Demander une ordonnance d’interdiction/de restriction d’urgence
Si vous pensez qu’une personne est susceptible de se faire du mal ou de faire du mal à autrui, vous pouvez demander une ordonnance d’urgence. Celle-ci permet de confisquer les armes d’une personne ou d’y en restreindre l’accès.
Tout le monde peut en faire la demande. Par exemple, vous pouvez être :
- victime de violence
- membre de la famille
- amie
- voisine
- accompagnante
- prestataire de services
- membre de la communauté
Vous n’avez pas besoin d’avocat ni de la police pour présenter une demande. Vous pouvez vous adresser directement à un juge de votre tribunal local. Cela ne coûte rien. Si vous le souhaitez, vous pouvez obtenir de l’aide auprès d’organismes comme les Services aux victimes d’Ottawa.
Vous trouverez sur cette page des informations importantes concernant les ordonnances d’urgence, notamment :
- Ce qui se passe lorsque vous faites une demande
- Les deux types d’ordonnances d’urgence
- Les preuves à l’appui de votre demande
- Votre vie privée et votre sécurité lorsque vous faites une demande
- Pourquoi les ordonnances d’urgence ne suffisent pas à elles seules
- Formulaires de demande
- Où obtenir plus d’informations ou de l’aide
Ce qui se passe lorsque vous faites une demande
Les ordonnances d’urgence sont conçues pour permettre de réduire rapidement le danger.
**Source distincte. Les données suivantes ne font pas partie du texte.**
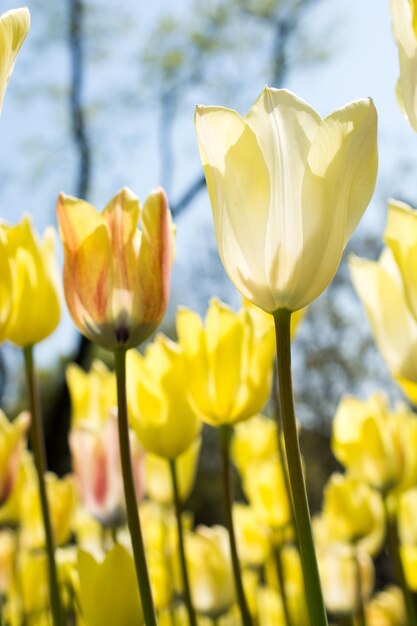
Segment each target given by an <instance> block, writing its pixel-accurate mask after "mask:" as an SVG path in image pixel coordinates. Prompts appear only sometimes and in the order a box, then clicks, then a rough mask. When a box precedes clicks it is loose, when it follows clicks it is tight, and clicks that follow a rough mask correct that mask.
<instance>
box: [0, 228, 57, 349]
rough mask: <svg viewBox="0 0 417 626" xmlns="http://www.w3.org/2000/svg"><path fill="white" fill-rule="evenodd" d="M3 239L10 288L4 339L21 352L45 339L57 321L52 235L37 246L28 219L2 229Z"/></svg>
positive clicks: (55, 291)
mask: <svg viewBox="0 0 417 626" xmlns="http://www.w3.org/2000/svg"><path fill="white" fill-rule="evenodd" d="M2 228H3V230H4V232H5V234H6V237H7V246H8V251H9V257H10V263H11V265H12V271H13V283H14V284H13V286H12V289H11V291H10V293H9V298H10V300H11V310H10V316H9V319H8V323H7V326H6V328H5V331H4V335H5V338H6V339H8V340H9V341H11V342H13V343H14V344H16V345H17V346H20V347H22V348H24V347H26V346H30V345H33V344H35V343H38V342H39V341H42V340H43V339H45V338H46V337H48V336H49V335H50V334H51V333H52V332H53V331H54V330H55V328H56V327H57V325H58V322H59V319H60V314H61V311H60V308H61V307H60V302H59V296H58V275H57V267H56V257H55V231H54V230H53V229H52V228H49V229H48V230H47V231H46V232H45V235H44V238H43V241H42V242H40V241H39V239H38V237H37V235H36V233H35V232H34V231H33V229H32V225H31V223H30V219H29V218H28V217H25V218H23V220H22V221H21V222H20V223H19V224H17V225H16V226H5V225H3V226H2Z"/></svg>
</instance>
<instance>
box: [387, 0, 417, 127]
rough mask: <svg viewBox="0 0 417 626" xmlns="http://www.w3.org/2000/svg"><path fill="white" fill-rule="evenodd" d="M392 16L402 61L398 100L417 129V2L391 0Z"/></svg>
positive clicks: (408, 120)
mask: <svg viewBox="0 0 417 626" xmlns="http://www.w3.org/2000/svg"><path fill="white" fill-rule="evenodd" d="M391 16H392V30H393V34H394V39H395V43H396V44H397V47H398V58H399V63H400V78H399V80H398V83H397V100H398V104H399V106H400V109H401V110H402V112H403V114H404V115H405V117H406V118H407V119H408V121H409V123H410V125H411V126H412V128H413V129H414V130H416V131H417V90H416V87H417V4H416V2H415V0H391Z"/></svg>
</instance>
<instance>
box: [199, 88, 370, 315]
mask: <svg viewBox="0 0 417 626" xmlns="http://www.w3.org/2000/svg"><path fill="white" fill-rule="evenodd" d="M195 124H196V131H197V138H198V144H199V149H200V156H201V160H202V163H203V166H204V172H205V175H206V181H207V188H208V192H209V195H210V200H211V206H212V210H213V218H214V230H215V234H216V240H217V246H218V249H219V253H220V257H221V259H222V262H223V265H224V268H225V270H226V272H227V274H228V276H229V278H230V280H231V281H232V282H233V284H234V285H235V286H236V288H237V289H238V290H239V291H240V293H241V294H242V295H243V296H244V297H245V298H247V299H248V300H250V301H251V302H253V303H254V304H256V305H257V306H259V307H260V308H261V309H263V310H264V311H267V312H268V313H273V312H275V311H277V310H278V309H288V310H289V311H296V310H298V309H301V308H303V307H305V306H307V305H308V304H310V302H312V301H313V300H315V299H316V298H317V297H318V296H319V295H320V294H321V293H322V292H323V291H324V290H325V289H326V287H327V286H328V285H329V283H330V281H331V280H332V278H333V276H334V275H335V273H336V270H337V268H338V266H339V263H340V261H341V258H342V253H343V249H344V247H345V246H346V244H347V242H348V241H349V239H350V237H351V236H352V234H353V231H354V230H355V228H356V227H357V225H358V223H359V221H360V219H361V217H362V214H363V212H364V211H365V209H366V207H367V205H368V203H369V201H370V199H371V197H372V194H373V190H374V186H375V181H376V173H377V160H378V158H377V114H376V110H375V107H374V105H373V103H372V100H369V99H367V100H358V101H356V102H353V103H351V104H348V105H346V106H345V107H343V108H341V109H339V110H337V111H334V112H333V113H332V114H331V115H329V116H328V117H326V118H324V119H322V118H321V117H320V115H319V114H318V113H317V112H316V111H315V110H314V109H313V108H312V107H310V106H309V105H308V104H307V103H306V102H304V101H302V100H301V99H299V98H297V97H296V96H295V95H294V94H292V93H291V92H289V91H287V90H285V89H268V88H267V87H266V88H265V89H264V90H263V91H262V93H261V94H260V96H259V98H258V99H257V101H256V102H255V104H254V105H253V107H252V108H251V110H250V111H249V113H248V114H247V115H246V116H245V117H241V116H240V115H239V114H238V113H237V112H236V111H233V110H231V109H226V108H224V107H203V106H198V107H197V109H196V114H195Z"/></svg>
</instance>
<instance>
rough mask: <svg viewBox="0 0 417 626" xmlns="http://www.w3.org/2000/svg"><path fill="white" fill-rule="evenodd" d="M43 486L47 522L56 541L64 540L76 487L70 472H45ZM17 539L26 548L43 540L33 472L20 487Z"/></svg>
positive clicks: (39, 514)
mask: <svg viewBox="0 0 417 626" xmlns="http://www.w3.org/2000/svg"><path fill="white" fill-rule="evenodd" d="M45 478H46V489H47V494H48V502H49V508H50V514H51V523H52V528H53V531H54V536H55V542H56V544H57V545H59V546H60V545H62V544H64V543H66V542H67V541H68V540H69V538H70V535H71V531H72V523H73V516H74V512H75V505H76V490H75V483H74V479H73V477H72V476H66V477H64V478H58V477H57V476H56V475H55V474H52V473H51V472H48V473H47V474H46V476H45ZM20 521H21V525H22V529H21V543H22V546H24V547H25V548H26V549H32V548H40V547H42V546H43V545H44V542H45V531H44V526H43V519H42V515H41V504H40V498H39V489H38V481H37V479H36V476H35V475H34V472H33V473H32V476H31V477H30V480H28V481H27V483H26V484H25V485H24V487H23V489H22V495H21V502H20Z"/></svg>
Des décisions et des mesures doivent être prises rapidement après votre demande.
Voici comment les choses se déroulent généralement :
- Demande auprès d’un tribunal : vous déposez une demande auprès de votre tribunal local en expliquant pourquoi vous estimez qu’une ordonnance d’urgence est nécessaire. Votre demande doit préciser les mesures de protection dont vous avez besoin pour préserver votre vie privée et votre sécurité pendant le processus.
- Examen judiciaire : un·e juge examine votre demande et décide si elle répond aux critères légaux requis pour une ordonnance d’urgence.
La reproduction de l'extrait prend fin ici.